Anytime I told Pam how scared I was going to be to get up in front of all those people and dance, she would "Shush" me and tell me that i was to just look at her and forget that anyone else was there. I was just to pretend we were still in my living room practicing. Our gym class was about 25 girls but that seemed like thousands to me.
The day of the performance, I had no feeling in my body, yet, was so nauseous, I spent a lot of time in the bathroom. My hands were tingling. People were telling me that I was white as a ghost. Gym was right before lunch. (Just thinking about this as I'm writing, I'm able to feel what I felt that day! TERRIBLE!)
Into the locker room I go, where Pam is waiting for me. I tell her that I can't do this. To just do it without me. She laughed and said I would be fine.
Just then, some other girls came in and I heard them saying how many people were out in the gym waiting for the dance show to begin - that all the gym classes were going to be the audience. WHAT?! Oh, no. I crept out there and peeked and sure enough, the gym had not only the 8th grade classes, but the 7th & 9th grades, too!
If I could have left the school and gone home, I woud have.
We all went into the gym and we were given numbers for our order of appearance. We were towards the end. I watched many talented dancers. I watched funny dancers. The dread was literally taking me over. Finally, it was our turn.
I actually felt like I was having an out of body experience. I vaguely remember going out on the floor, taking our positions, trying to focus on Pam. She kept mouthing to me to smile, but I was concentrating too much on not throwing up to smile!

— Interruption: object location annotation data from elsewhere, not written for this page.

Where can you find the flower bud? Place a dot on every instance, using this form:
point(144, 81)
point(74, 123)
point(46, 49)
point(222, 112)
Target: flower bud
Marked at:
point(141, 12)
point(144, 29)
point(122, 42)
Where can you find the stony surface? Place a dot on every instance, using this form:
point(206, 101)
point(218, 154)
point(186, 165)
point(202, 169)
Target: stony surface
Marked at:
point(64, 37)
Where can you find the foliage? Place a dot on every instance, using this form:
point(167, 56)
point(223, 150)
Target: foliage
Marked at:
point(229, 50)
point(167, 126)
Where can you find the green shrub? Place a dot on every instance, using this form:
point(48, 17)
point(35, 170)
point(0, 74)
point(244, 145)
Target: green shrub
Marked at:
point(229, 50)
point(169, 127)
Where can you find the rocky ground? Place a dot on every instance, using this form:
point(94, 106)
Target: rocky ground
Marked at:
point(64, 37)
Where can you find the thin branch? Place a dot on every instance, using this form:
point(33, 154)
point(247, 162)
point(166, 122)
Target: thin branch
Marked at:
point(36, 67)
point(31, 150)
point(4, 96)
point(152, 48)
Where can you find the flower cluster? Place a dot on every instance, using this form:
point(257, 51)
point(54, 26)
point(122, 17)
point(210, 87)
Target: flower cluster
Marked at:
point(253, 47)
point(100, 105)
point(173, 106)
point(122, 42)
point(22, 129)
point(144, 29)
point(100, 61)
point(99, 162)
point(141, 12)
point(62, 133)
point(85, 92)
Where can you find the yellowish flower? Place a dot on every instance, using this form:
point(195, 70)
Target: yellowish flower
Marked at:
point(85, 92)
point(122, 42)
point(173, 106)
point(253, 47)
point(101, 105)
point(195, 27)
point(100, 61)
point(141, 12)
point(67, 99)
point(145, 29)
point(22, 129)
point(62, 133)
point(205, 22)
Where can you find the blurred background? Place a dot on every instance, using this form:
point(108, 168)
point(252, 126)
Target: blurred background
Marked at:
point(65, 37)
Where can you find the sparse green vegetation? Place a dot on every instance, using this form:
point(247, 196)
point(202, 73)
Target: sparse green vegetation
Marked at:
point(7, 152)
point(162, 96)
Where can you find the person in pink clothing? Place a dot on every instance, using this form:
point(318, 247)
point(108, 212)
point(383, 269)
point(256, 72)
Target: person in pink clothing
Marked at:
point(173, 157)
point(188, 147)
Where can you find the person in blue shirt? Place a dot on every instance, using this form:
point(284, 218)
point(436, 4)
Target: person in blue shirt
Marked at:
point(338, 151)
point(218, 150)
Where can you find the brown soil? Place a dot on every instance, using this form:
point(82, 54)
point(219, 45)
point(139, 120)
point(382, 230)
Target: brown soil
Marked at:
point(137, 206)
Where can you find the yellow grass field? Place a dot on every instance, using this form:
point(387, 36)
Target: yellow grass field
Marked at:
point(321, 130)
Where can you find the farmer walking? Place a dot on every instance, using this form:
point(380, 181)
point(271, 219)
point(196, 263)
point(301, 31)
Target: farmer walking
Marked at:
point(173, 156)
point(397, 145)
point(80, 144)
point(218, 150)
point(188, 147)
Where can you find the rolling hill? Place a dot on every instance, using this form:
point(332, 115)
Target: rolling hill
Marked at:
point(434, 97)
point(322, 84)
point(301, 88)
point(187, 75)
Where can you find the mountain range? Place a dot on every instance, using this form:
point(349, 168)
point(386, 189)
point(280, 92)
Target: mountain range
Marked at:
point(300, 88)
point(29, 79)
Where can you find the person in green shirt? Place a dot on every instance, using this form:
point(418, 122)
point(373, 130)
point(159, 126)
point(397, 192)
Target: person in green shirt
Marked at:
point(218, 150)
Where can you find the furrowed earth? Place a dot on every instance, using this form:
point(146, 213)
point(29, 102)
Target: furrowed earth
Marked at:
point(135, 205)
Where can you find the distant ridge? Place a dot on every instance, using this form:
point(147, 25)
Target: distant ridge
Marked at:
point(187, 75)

The music began. My feet moved. And somehow we were dancing. And then I just stopped. I couldn't remember anything. I couldn't hear the music. I froze. I looked at Pam, mouthed "I'm sorry." and left. Ran into the locker room. Got dressed (we had been in our gym clothes for the dancing) into my regular clothes and ran out of the gym building and found the nearest bathroom where I sat and tried to pull myself together. I was crying uncontrollably. I knew I'd let Pam down. I had looked like a jerk. In typical junior high drama, I'd built this whole thing up in my mind to be of epic proportions, but it seemed very real to me. Just how foolish I had looked.
Someone came into the bathroom and told me that it really wasn't that bad, that I'd made it thru most of the dance. Everyone had been looking for me. Pam wasn't mad at me. They were all worried about me.
So I ventured into the cafeteria and as I walked in, everyone turned to look at me and just laughed and pointed, as the dancing story (or lack thereof) had apparently preceded me. I was mortified all over again.
I don't know how I made it thru the rest of the day, but as with most things that are deemed traumatic and brutally awful at that age, it remained in my memory, but I got over it. Yeah, I was teased about it by my friends over the next few years, but I survived.
So, that's what I consider my most embarrassing moment.